During my time as a personal financial planner for the extremely wealthy, I learned that rich people also put their pants on one leg at a time.
You: What kind of planning, exactly, were you doing?
I was speaking metaphorically.
You: Yeah, sure you were.
There were some really great clients and some that were, let’s just say, less so. Some clients were extremely down to earth and others were completely full of themselves. After a few years of doing this kind of work, I came up some general rules by which I could accurately predict which client would be which (that is, fun or an a$$hl$#) before I even met them.
In preparation for the meeting, I’d ask my boss how the client had acquired their money. From that one bit of information, I’d be mentally prepared. Like all stereotypes, there’s some risk and I was mistaken at times, but I thought I’d share my mindset at the time. I welcome your thoughts on your experiences.
Here are the six ways to obtain significant wealth and the attitudes that go along with them, in my opinion only:
1. Earn it as an Entrepreneur
Entrepreneurs were my favorite clients. Now that I’m an entrepreneur myself, perhaps that explains part of it; people like people who are similar to them. But I don’t think so. After all, we’d have to sell Beyond Paycheck to Paycheck to each American 10 times to reach a respectable fraction of the level of wealth many of my clients had already achieved.
Rather, I think it was the entrepreneur’s attitude I most enjoyed. They had worked really, really hard for their money, they were glad to have made it, but appreciated that it was just money. They wanted it taken care of, but for many, their journey really wasn’t about the money and it certainly was not their measuring stick. As a result, they didn’t let it define them. In short, they talked to the little people (like me) with the same respect as my boss’ boss. So of course I worked harder on their accounts.

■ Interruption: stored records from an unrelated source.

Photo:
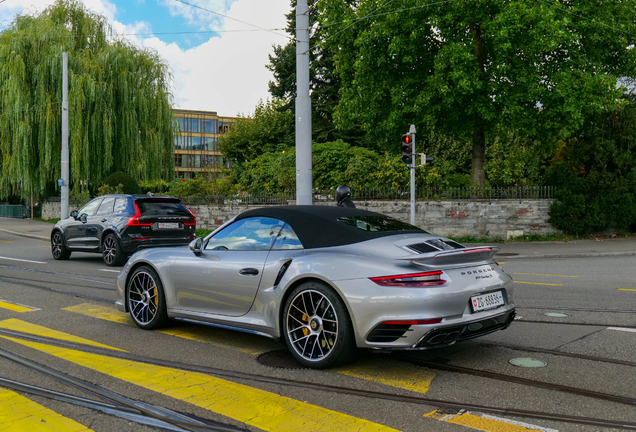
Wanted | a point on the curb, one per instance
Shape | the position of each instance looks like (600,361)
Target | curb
(569,255)
(26,235)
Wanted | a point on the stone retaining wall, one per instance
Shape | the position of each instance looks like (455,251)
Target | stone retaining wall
(496,218)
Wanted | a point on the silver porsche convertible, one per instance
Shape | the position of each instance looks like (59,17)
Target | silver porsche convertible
(325,280)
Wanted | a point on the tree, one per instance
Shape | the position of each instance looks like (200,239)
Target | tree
(324,82)
(120,118)
(268,129)
(595,171)
(467,67)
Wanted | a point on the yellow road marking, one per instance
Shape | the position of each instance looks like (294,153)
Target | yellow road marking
(218,337)
(255,407)
(391,373)
(18,413)
(34,329)
(538,283)
(16,307)
(540,274)
(486,422)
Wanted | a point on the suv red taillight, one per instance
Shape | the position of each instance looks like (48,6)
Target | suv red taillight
(134,219)
(411,280)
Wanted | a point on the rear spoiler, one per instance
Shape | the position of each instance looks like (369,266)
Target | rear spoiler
(453,257)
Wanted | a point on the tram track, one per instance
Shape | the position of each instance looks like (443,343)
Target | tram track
(419,400)
(523,320)
(55,290)
(578,309)
(559,353)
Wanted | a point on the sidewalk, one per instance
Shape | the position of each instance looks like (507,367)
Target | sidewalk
(518,250)
(27,228)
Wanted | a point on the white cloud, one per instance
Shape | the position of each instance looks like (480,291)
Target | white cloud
(226,74)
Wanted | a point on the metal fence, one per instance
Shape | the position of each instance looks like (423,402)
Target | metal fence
(444,194)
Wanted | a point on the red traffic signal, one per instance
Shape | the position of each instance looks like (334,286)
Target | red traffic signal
(407,149)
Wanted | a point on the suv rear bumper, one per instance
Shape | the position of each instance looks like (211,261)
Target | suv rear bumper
(133,246)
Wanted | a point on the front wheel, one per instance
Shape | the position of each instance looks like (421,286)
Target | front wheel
(146,299)
(58,249)
(112,253)
(317,328)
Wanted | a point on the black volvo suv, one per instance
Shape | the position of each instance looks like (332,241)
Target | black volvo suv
(118,225)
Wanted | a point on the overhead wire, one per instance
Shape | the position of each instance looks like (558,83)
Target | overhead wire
(553,6)
(233,19)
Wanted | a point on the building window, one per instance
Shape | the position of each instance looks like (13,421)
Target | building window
(210,126)
(211,143)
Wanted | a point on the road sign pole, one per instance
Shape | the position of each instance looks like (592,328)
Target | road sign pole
(413,132)
(64,180)
(303,107)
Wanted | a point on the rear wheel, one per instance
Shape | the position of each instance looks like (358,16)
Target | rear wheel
(146,299)
(58,248)
(112,253)
(317,328)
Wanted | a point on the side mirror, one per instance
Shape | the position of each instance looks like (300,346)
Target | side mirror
(196,245)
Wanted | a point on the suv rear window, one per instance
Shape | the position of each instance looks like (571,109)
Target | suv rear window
(377,223)
(162,208)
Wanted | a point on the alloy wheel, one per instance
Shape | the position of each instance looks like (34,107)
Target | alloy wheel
(312,325)
(110,249)
(57,245)
(142,298)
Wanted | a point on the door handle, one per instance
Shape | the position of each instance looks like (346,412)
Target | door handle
(248,272)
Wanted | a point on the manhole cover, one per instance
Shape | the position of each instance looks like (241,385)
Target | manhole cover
(527,362)
(279,359)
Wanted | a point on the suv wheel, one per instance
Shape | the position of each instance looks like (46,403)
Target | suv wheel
(58,248)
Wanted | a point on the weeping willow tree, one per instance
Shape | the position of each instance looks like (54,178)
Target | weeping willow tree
(120,117)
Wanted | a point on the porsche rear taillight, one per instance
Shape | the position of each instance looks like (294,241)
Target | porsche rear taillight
(134,219)
(433,278)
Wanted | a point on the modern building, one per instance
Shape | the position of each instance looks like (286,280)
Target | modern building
(196,142)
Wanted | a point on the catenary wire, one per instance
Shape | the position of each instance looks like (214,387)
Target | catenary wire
(552,6)
(233,19)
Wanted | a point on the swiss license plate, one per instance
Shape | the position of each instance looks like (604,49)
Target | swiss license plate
(168,225)
(487,301)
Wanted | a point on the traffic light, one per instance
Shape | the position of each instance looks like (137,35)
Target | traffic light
(407,149)
(426,159)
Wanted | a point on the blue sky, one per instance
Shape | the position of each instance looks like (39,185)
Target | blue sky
(223,72)
(170,16)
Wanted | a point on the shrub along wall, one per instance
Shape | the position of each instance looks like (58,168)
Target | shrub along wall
(496,218)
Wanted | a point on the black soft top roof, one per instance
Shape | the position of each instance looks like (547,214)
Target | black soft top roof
(318,226)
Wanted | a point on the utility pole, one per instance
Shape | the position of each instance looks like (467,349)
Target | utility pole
(303,107)
(412,132)
(63,182)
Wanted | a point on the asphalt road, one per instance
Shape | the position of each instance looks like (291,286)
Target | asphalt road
(71,302)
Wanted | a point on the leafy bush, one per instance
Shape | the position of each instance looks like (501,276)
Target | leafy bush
(201,186)
(334,163)
(128,184)
(596,175)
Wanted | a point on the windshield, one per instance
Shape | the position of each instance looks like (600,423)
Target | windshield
(377,224)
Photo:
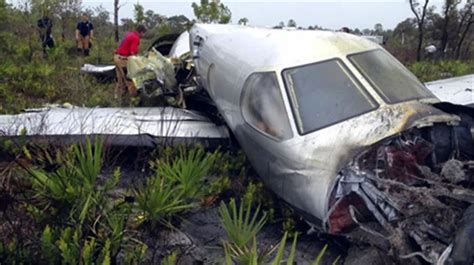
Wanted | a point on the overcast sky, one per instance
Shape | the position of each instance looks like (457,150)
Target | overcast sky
(328,14)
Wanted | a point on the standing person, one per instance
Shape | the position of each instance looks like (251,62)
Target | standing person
(45,26)
(84,33)
(128,47)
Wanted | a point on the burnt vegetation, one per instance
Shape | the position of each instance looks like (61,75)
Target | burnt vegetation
(90,203)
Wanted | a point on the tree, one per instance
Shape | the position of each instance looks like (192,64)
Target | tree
(467,19)
(420,14)
(449,7)
(179,23)
(152,19)
(243,21)
(139,12)
(212,12)
(291,23)
(378,29)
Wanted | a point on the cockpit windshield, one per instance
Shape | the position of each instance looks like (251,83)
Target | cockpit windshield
(325,93)
(389,77)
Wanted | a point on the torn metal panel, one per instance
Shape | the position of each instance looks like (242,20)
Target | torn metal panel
(181,46)
(456,90)
(104,73)
(133,126)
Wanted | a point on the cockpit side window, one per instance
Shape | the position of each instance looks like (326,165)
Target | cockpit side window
(325,93)
(262,106)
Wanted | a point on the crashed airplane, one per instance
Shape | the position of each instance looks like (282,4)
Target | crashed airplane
(339,129)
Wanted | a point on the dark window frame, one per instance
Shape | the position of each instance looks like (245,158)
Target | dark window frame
(245,89)
(376,88)
(351,76)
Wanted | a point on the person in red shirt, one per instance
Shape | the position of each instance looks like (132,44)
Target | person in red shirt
(128,47)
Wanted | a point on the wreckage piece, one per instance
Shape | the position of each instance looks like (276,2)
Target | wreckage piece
(120,126)
(456,90)
(103,73)
(304,106)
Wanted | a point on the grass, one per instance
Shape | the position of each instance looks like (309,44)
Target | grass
(434,70)
(240,223)
(242,226)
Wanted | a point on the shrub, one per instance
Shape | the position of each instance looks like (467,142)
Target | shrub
(158,199)
(430,71)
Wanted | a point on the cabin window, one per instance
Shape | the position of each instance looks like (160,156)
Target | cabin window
(389,77)
(263,107)
(325,93)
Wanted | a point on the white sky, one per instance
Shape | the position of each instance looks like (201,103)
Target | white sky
(328,14)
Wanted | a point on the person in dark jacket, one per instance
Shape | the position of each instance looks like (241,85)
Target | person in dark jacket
(84,34)
(45,28)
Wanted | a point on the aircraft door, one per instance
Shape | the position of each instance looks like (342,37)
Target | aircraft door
(266,123)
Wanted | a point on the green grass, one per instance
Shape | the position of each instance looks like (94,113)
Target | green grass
(429,71)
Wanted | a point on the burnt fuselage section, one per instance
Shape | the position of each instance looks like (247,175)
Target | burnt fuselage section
(340,130)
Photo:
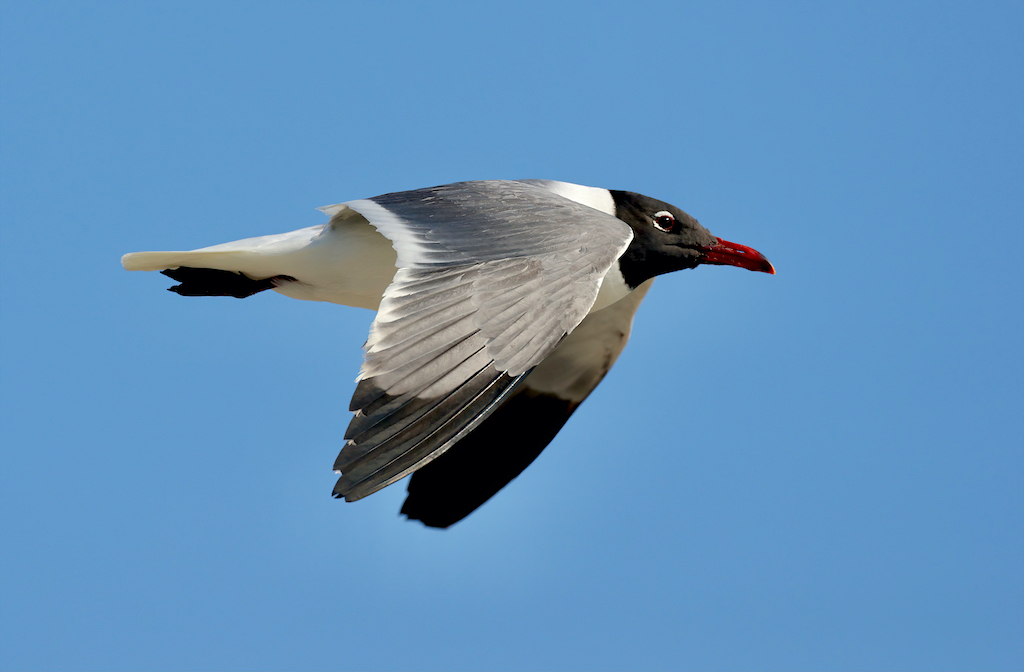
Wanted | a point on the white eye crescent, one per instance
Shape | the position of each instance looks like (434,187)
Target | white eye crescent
(664,220)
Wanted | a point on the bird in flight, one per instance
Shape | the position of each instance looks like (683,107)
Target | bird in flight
(501,305)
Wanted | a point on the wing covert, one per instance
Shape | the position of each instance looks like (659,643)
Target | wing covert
(492,277)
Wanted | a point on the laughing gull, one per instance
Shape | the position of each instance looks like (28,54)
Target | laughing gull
(500,307)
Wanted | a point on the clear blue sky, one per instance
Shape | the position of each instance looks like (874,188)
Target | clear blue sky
(821,469)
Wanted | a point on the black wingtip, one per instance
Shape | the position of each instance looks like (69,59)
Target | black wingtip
(213,282)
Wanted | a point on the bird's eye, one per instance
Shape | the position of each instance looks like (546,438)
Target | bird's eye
(665,221)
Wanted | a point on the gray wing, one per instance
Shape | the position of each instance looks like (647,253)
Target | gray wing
(492,278)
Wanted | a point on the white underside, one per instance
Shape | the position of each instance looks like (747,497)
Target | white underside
(347,260)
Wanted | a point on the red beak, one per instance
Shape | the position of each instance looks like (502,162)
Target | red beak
(733,254)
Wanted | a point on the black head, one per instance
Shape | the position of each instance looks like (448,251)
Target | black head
(666,239)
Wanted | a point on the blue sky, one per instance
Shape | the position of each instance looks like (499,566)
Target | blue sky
(821,469)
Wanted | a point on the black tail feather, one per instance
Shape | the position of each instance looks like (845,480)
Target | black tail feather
(212,282)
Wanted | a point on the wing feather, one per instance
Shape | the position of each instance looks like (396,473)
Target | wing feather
(493,277)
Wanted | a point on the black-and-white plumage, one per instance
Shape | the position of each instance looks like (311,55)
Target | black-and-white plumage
(500,306)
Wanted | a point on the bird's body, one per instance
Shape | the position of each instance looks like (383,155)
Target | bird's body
(501,305)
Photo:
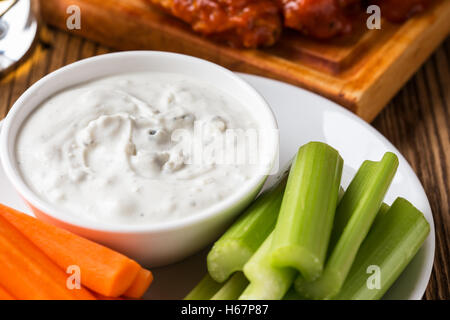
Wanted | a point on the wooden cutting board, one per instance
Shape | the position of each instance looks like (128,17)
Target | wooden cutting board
(362,71)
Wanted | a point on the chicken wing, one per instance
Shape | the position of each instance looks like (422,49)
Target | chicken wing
(243,23)
(321,19)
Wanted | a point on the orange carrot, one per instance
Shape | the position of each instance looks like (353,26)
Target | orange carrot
(140,284)
(102,297)
(102,270)
(4,295)
(27,273)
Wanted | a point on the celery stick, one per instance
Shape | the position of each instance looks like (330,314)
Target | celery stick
(358,208)
(292,294)
(266,282)
(232,288)
(306,215)
(392,242)
(242,239)
(205,289)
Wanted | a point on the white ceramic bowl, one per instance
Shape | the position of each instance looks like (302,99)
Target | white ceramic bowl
(150,244)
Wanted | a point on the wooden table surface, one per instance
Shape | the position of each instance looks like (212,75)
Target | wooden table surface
(416,121)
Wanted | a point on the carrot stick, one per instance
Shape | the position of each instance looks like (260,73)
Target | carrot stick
(140,284)
(4,295)
(27,273)
(102,270)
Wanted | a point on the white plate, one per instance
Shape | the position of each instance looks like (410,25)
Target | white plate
(302,117)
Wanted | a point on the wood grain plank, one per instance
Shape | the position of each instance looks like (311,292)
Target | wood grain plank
(416,121)
(362,71)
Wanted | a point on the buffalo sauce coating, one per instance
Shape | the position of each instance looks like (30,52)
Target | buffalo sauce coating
(321,19)
(246,23)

2. Earn it as an Executive of a Large Company
This was the hardest group to stereotype, since I found variability by industry. Those in fast growing industries (like technology) thought they had conquered the world –and some actually had. As such, they were often receptive to new ideas and eager to engage in active discussions. Others, primarily in slowing industries, were understandably more defensive about their wealth, both in terms of their strategies and their attitudes about it.
3. Inherit it
Those who inherit a ton of money are an interesting lot. Many knew they would have a rich adulthood before they went to prom, in a stretch limo. Wearing diamonds. With Bono. But I found many of those extremely wealthy by inheritance to be extremely thoughtful. Old money often brought old multi-generational traditions. Many of those were good things. As a group, they understood a greater sense of place. Managing their legacies was of utmost importance. Many worked very hard without–from a financial perspective–ever needing to do so.
4. Marry it.
These were the clients and conversations I dreaded the most. Unfortunately, many of those who married money felt that they had earned it. But they haven’t. I’m not saying they married for money. After all, how would I know what was really in their hearts? But my own experience with those who had married the extremely affluent was an attitude you could smell a mile away. These were the least receptive folks to any ideas and people. They were much too busy to implement any plans (even the really important ones) despite having no claim to a day job or meaningful volunteer work. I once theorized that one of my clients daytimes was exclusively occupied by playing video games. I couldn’t prove it, but we all agreed that no one in the office had a better theory.
5. Win it.
A great group, at least at the beginning of their wealth cycle. Realizing that they were among life’s most fortunate, those who listened to their advisors typically remained so. Humble too. But those who didn’t heed the advice of experts quickly found themselves out of luck—and out of the offices of firms such as the ones I used to work for.
6. Get it Another Way (Like Through Sports or Entertainment)
I didn’t really work with too many from this group, but I had to put it in here as it’s the most obvious group of people who can obtain a lot of money from a source not yet discussed. It’s telling that there are so few of these people compared to the other groups mentioned – yet they have entire magazines and television shows dedicated to watching their exploits while the other groups only have some older books.
# # #
Thoughts? What kind of person would you like to be? What if you had a bunch of money? How would you be sure the money didn’t change you? Or would you want it to?